I have spent the last few days of 2012 with one of the most important people in my life. We played lots of games, ate good food, did some cute shopping, and just spent some quality time together. There were some tender and sad moments, but overall it was so good to end this year with them. They are a part of my heart, and in some ways a big inspiration for this project.
Tomorrow is the last day of the year. I plan to spend it doing low-key self-care and reflecting. And will do some ritual around intentions for 2013 as well, before heading to a friend’s for game time and gathering.

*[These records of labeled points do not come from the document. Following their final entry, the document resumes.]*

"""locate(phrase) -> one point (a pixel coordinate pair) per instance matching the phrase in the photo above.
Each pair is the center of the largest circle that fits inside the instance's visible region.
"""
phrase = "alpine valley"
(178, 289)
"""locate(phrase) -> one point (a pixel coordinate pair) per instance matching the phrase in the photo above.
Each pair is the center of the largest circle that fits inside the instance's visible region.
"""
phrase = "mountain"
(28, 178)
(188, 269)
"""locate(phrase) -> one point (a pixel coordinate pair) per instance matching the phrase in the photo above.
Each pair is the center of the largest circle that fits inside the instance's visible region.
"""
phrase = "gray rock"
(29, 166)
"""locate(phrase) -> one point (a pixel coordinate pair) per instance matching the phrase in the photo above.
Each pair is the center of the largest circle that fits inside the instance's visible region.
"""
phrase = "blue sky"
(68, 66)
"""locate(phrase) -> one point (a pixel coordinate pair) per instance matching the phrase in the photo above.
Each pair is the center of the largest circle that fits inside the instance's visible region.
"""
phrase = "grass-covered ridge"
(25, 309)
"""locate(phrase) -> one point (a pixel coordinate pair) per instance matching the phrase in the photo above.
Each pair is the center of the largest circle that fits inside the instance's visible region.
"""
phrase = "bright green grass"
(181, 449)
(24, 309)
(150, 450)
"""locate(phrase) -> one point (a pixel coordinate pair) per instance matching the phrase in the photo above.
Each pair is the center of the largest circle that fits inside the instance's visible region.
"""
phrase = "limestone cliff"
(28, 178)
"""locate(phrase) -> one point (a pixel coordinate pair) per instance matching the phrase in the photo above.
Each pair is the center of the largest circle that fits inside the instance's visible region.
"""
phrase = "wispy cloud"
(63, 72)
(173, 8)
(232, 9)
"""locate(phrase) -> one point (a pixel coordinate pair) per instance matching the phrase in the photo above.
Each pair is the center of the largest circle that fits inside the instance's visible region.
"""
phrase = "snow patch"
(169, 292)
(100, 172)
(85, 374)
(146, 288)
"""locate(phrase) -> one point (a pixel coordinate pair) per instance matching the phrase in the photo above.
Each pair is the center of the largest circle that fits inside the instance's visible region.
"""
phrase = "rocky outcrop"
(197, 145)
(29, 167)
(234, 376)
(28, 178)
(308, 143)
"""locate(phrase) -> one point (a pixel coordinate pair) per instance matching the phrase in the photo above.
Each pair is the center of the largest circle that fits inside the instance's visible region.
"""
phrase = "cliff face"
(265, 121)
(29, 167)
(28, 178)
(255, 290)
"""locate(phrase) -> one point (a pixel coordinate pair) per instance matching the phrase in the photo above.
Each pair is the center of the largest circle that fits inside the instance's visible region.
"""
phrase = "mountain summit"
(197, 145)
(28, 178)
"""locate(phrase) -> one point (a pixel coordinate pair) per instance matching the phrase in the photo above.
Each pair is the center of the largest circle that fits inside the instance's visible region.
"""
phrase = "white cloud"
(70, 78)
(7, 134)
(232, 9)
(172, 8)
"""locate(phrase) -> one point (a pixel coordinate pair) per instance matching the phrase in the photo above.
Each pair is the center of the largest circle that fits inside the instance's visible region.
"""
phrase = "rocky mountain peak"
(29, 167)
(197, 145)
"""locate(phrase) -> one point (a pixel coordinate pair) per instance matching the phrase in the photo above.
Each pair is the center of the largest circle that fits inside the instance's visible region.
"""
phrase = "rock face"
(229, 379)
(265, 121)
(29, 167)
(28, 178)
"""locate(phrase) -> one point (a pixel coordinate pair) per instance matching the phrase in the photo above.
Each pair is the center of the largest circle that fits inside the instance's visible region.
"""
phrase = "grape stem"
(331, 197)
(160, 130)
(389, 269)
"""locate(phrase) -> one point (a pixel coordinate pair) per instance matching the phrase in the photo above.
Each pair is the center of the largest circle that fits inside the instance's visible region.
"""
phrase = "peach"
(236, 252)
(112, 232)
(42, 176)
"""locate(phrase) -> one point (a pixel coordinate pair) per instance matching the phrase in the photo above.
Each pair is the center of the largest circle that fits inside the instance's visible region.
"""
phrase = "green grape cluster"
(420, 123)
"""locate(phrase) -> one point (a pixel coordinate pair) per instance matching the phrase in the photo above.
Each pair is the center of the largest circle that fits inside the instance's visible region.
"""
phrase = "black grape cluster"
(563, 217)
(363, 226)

I can’t believe it is nearly over; what a year it has been!
Day 356: Solstice
We had a tender little gathering on Solstice eve, filled with good food, laughter, bedroom dancing, and game playing. Then a group of us walked over to the annual Winter Solstice Puppet Show, one of my absolute favorite Portland events. It was as special as ever. After, Wyatt, Jessika, and I had a little letting go ritual to end the night. It was all so perfect, and now I feel ready to welcome back the light.
Day 357: crafting, good food, and preparation for the days to come. Oh, and a Ryan Gosling marathon.
Day 358: Cooking and baking!! Today I fried up so many latkes in preparation for Chrismukkah tomorrow. And soon will be baking chocolate chunk cookies and maybe some toasted coconut shortbread. And probably more movie watching and good food. I really love this time of year and the break from work/school. I am doing my best to make every day count in ways that are meaningful to me as 2012 comes to an end.
Today self-care looked like going to the new farmer’s market that opened today in my neighborhood, buying delicious treats and beautiful herbs, and eating ice cream while listening to a brass band. And then eating ribs (from the local meat market) on my new front porch with Wyatt. We were both covered in sauce by the end of it. So good. Did I mention that I love my new neighborhood? It is treating me so right right now, and I think the summer is going to just keep getting better.
I also planted a bunch of strawberry plants that I had dug up from my old house and ripped out a shit ton of invasive vine from the side yard. Gardening is so satisfying. Head-clearing, present in my body, de-stressing, satisfying.
And then I did a big chunk of homework that has been looming over my head and I feel so much lighter and like I might actually get to have a bit of fun this weekend. I love it when I’m actually slightly ahead of the game. And now early to bed so I can tackle more homework tomorrow!
a week of self-care, at a glance:
- time in the sun (when it was actually sunny)
- going through all of my belongings and doing some major purging
- organizing and packing the things I am keeping
- cooking a delicious meal with Wyatt and setting intentions for our new home
- friend time/heart time
- ice cream
- sleep (but never enough)
- staying on top of homework
- iced coffee
- time under the full moon
- picking lilacs
- late night walk under the stars
- checking items off my to-do list
- listening to myself/speaking up/voicing my feelings
- trusting that it will all get done, and trying my best not to stress too much
I had such a full weekend of homework, good food, and friend time.
I went skating at open skate on Saturday, which felt amazing after not having been on skates in a few weeks. I treated myself to some new wheels as I’m pretty sure my old ones were the cause of some recurring shin splint issues, and that shit is just no fun. And I caught up with my friend, which is always just so good.
Sunday I spent time in the sunshine, got all of my homework finished on the earlyish side (I’m trying to get off to a good start this term), caught up with my bestie who I hadn’t seen since before Spring break, and made delicious curried veggie rice noodles for my lunches this week. I’m really trying to prioritize cooking on the weekends, and it felt so good to make it happen.
And also, I just have to say it, sunshine makes everything better. Portland is so not disappointing me this Spring. It has just been beautiful out.
Prepping for the upcoming holiday: baked a gluten-free cake and prepped veggies for farfel. More time in the kitchen, clearing my head, doing what I love to do. So looking forward to queer Passover this year!
Made an amazing diner for myself, with enough leftovers for lunches for the rest of the week. One of the things I’m going to work hard on for the next month is cooking more. I realized that cooking for myself was one of the first things to go out the window when school and work got to be too much. I ate out so much last quarter, and spent a lot of money doing so. I know that I do have to cut myself some slack here and there, but it is one of those things that I’m really going to work on, especially since cooking is so grounding for me.